このような状況を受け、5月4日、ロシアのショイグ国防相はNATOへの対抗ということを明示しつつ、西部軍管区に2個師団、南部軍管区 に1個師団を年内に新設することを発表した。具体的な場所は、ボロネジ州、スモレンスク州、ロストフナドヌーであり、いずれもベラルーシないしウクライナとの国境付近である。各管区に1万人規模の部隊の配置を予定している。
周辺での軍事演習も活発に
そして、NATOやNATO主要国によるロシアのお膝元での軍事演習が頻繁かつ大規模に行われていることもロシアの反NATO感情を刺激している。5月だけみても、かなりの数の軍事演習が行われた。
旧ソ連構成国で、ロシアの隣国であるエストニア(NATO加盟国)では、5月2日から20日まで、1500人のNATO軍人を含む、6000人による軍事演習が行われた。
5月11日から26日には、やはり旧ソ連構成国で、ロシアと厳しい関係にあるジョージアで、米英軍が参加する最大規模の軍事演習が行われた。米軍約650人、英軍約150人、ジョージア軍約500人が演習に参加し、米軍の主力戦車も参加したという。ジョージアはこの軍事演習をNATO加盟に向けた重要な一歩と考え、このような軍事演習を続けたいと表明している。一方、ロシア外務省は、同演習をNATO軍によるジョージア国土の搾取であり、南コーカサス地域の情勢を不安定化させるための挑発だと激しく批判した。
また、NATOは5月末にロシアを抑止するためだとして、NATO諸国から4000人、東欧13カ国から1万人が参加する、極めて大規模な演習を東欧で始めた。
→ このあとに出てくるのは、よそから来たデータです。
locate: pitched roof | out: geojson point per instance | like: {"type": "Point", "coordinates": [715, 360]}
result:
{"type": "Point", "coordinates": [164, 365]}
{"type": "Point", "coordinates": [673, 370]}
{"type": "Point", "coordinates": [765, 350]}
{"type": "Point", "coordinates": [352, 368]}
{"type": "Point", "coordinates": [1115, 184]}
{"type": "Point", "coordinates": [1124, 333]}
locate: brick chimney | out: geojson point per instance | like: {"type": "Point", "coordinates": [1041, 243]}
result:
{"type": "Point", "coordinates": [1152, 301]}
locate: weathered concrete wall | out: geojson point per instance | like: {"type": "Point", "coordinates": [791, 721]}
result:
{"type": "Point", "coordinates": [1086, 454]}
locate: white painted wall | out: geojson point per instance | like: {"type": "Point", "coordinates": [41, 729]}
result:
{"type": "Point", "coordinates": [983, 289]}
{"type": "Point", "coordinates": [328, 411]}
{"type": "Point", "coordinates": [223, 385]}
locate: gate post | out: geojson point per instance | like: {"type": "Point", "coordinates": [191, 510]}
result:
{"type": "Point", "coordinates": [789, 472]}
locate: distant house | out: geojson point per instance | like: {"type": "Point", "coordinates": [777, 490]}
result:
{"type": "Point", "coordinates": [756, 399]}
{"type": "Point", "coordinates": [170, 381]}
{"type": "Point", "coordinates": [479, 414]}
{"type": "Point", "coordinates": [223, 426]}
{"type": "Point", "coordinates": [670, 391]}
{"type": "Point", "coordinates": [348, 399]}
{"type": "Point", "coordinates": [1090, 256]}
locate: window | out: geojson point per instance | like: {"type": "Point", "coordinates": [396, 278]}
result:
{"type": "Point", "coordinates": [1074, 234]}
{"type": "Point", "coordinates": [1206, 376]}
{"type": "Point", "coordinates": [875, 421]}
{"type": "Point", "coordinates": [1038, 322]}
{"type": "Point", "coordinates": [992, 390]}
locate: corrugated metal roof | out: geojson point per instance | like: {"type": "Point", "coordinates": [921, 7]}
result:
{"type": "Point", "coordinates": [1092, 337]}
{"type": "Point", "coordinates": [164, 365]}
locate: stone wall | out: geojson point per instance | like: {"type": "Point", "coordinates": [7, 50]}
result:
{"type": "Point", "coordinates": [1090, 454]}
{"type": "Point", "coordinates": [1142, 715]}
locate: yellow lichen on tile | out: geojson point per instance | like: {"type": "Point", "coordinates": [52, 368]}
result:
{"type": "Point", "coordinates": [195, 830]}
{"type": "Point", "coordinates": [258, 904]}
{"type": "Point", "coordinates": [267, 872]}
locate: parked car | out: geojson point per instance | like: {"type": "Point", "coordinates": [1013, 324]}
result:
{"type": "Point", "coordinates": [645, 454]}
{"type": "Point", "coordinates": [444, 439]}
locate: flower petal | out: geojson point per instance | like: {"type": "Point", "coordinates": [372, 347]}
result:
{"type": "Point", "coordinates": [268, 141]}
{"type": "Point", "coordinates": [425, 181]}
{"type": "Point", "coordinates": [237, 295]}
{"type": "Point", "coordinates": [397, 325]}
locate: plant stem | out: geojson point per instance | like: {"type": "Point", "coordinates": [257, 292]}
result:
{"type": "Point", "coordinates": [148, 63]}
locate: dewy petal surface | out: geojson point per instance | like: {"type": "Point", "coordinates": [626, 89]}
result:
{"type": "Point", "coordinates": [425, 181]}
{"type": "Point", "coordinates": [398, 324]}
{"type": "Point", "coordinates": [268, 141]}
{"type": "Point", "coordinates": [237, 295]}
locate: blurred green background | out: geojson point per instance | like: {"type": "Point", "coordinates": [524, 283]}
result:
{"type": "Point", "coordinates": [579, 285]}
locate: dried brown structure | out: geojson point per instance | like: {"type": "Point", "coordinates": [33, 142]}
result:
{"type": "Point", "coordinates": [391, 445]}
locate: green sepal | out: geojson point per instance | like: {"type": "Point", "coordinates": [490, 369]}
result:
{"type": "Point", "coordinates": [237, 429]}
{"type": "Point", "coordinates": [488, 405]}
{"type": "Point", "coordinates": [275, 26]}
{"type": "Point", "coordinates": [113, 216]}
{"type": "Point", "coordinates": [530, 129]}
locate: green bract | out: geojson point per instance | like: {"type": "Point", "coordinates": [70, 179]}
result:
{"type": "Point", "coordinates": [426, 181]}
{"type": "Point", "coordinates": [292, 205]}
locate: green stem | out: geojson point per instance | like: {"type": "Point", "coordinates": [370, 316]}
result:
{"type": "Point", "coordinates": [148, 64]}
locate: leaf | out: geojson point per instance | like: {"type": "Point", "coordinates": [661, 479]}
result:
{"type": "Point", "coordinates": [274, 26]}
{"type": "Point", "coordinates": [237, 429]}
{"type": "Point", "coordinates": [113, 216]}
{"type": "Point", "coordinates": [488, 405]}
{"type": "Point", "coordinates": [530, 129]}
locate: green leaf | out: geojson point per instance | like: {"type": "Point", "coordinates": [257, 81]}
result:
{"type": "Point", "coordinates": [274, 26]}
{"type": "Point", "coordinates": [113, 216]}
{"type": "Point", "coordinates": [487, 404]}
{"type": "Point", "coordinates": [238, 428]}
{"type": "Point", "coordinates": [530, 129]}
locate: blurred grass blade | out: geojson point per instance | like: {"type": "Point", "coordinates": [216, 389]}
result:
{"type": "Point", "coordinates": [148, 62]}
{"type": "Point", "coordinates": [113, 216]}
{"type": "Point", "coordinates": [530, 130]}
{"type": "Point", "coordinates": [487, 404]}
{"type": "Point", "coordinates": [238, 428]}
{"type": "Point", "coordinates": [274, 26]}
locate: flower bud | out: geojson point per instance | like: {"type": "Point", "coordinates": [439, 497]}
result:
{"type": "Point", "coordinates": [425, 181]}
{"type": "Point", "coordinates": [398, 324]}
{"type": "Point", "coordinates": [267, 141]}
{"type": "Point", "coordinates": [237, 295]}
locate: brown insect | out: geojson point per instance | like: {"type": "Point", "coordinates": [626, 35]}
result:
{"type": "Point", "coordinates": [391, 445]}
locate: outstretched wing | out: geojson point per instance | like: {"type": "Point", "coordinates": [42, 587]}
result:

5月27日バルト三国での軍事演習を開始し、それと連動して米軍がドイツから400台の武装車両とともにチェコ経由で東欧入りし、6月にかけてポーランド、リトアニア、ラトビア、エストニアへと約2200キロを移動していった。
そして、6月6日からポーランドにて、ポーランドや米国をはじめとした24カ国による軍事演習が始まり、17日まで続けられる。全参加者が約3万1000人に及び、軍用機やヘリコプターが計105機、軍艦12隻などが投入され、ポーランド史上最大規模の軍事演習となった。そして、この演習には、NATO加盟国のみならず、ロシアと厳しい対立関係にある旧ソ連のジョージアやウクライナも参加している。そして、演習が行われているポーランドはNATO加盟国では、バルト三国と並び、最もロシアに対して厳しい立場を保持している国である。
この5月末からの一連の演習の目的は、ロシアを抑止するためだけでなく、東欧のNATO加盟国の軍事力がいかほどかを試すことでもあり、演習内容も、実弾演習、指揮所演習、サイバー作戦など極めて現実の戦闘や危機に即したものとなっている。そして、2年以内にNATOの同盟国を一つの有機的な同盟に向上させ、加盟国間の戦略を調整することが最終目的となっている。